The Unusual Origin Stories of 9 Everyday Household Items
Do you know what the Boy Scouts have to do with barcodes? Or how Mother Nature inspired the creator of Velcro? The interesting origins of household items may surprise (and, at times, even horrify) you. From Vaseline and Velcro to barcodes and air conditioners, here are the surprising origin stories of some everyday items, adapted from an episode of The List Show on YouTube.
1. Barcodes
Did you know we have the Boy Scouts to thank for barcodes? As a kid, N. Joseph Woodland learned Morse Code through his participation in the Scouts. Years later, when he was looking for a way to efficiently imprint data onto products for tracking and organization, he thought back to that childhood experience.
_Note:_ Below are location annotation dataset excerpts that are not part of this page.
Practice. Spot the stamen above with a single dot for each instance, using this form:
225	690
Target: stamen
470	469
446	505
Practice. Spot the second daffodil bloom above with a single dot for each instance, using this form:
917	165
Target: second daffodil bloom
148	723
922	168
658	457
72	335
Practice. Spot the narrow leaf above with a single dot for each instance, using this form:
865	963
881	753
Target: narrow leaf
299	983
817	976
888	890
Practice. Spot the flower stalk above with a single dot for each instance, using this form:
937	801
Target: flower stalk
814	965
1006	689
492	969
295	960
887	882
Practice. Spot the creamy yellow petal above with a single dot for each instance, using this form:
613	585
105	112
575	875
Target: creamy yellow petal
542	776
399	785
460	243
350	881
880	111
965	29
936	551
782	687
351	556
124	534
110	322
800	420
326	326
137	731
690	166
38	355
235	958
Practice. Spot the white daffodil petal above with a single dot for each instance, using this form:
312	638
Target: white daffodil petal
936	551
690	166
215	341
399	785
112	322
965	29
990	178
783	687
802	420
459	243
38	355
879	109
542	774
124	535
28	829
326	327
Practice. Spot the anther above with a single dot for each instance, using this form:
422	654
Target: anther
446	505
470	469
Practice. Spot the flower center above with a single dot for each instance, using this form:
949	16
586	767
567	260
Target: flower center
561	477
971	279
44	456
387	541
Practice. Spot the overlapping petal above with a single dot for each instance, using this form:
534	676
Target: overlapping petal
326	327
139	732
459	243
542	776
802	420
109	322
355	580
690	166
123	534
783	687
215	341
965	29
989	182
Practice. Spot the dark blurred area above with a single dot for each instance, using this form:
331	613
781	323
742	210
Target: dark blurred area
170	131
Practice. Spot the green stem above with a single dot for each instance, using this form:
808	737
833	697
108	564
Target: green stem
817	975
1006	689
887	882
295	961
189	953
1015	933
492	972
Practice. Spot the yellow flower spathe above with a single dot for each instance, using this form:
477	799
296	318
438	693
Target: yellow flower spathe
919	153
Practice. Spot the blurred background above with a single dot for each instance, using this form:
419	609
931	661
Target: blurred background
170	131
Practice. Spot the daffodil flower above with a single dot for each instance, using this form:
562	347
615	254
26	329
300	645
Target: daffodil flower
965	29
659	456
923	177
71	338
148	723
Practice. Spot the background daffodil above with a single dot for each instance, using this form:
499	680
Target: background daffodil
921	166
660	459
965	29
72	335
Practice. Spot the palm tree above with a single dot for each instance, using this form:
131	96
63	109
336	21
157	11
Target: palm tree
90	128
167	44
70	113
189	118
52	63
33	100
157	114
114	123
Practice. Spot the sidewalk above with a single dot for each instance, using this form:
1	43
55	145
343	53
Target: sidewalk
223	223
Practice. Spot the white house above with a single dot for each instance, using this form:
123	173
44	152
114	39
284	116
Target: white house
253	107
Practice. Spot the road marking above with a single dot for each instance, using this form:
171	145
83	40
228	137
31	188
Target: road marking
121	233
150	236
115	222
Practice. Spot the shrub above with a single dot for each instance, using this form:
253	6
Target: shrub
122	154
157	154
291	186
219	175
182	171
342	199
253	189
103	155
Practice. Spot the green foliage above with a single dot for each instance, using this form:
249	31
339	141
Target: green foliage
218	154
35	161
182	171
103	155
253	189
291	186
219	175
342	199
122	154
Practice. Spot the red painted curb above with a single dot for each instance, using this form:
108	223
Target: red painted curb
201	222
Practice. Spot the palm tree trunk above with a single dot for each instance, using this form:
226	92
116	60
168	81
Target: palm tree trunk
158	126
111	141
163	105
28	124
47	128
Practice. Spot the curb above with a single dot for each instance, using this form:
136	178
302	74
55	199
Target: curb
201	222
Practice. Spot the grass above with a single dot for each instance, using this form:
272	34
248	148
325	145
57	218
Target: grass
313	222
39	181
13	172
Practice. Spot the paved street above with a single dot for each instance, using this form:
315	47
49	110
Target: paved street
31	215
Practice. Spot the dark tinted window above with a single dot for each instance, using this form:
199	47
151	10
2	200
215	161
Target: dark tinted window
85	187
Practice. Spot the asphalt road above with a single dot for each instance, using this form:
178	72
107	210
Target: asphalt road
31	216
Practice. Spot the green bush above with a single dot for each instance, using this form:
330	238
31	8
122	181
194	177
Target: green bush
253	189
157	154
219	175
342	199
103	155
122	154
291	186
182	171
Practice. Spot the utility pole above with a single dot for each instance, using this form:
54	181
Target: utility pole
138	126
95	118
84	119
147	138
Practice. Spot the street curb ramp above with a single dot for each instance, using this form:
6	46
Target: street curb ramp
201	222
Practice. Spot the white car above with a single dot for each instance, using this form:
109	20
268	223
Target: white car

He wondered if there was a way to visually render a version of Morse Code’s simple-but-virtually-limitless method of communication.
As Woodland told Smithsonian Magazine, inspiration struck at the beach: “I poked my four fingers into the sand and for whatever reason—I didn’t know—I pulled my hand toward me and drew four lines. I said: ‘Golly! Now I have four lines, and they could be wide lines and narrow lines instead of dots and dashes.’”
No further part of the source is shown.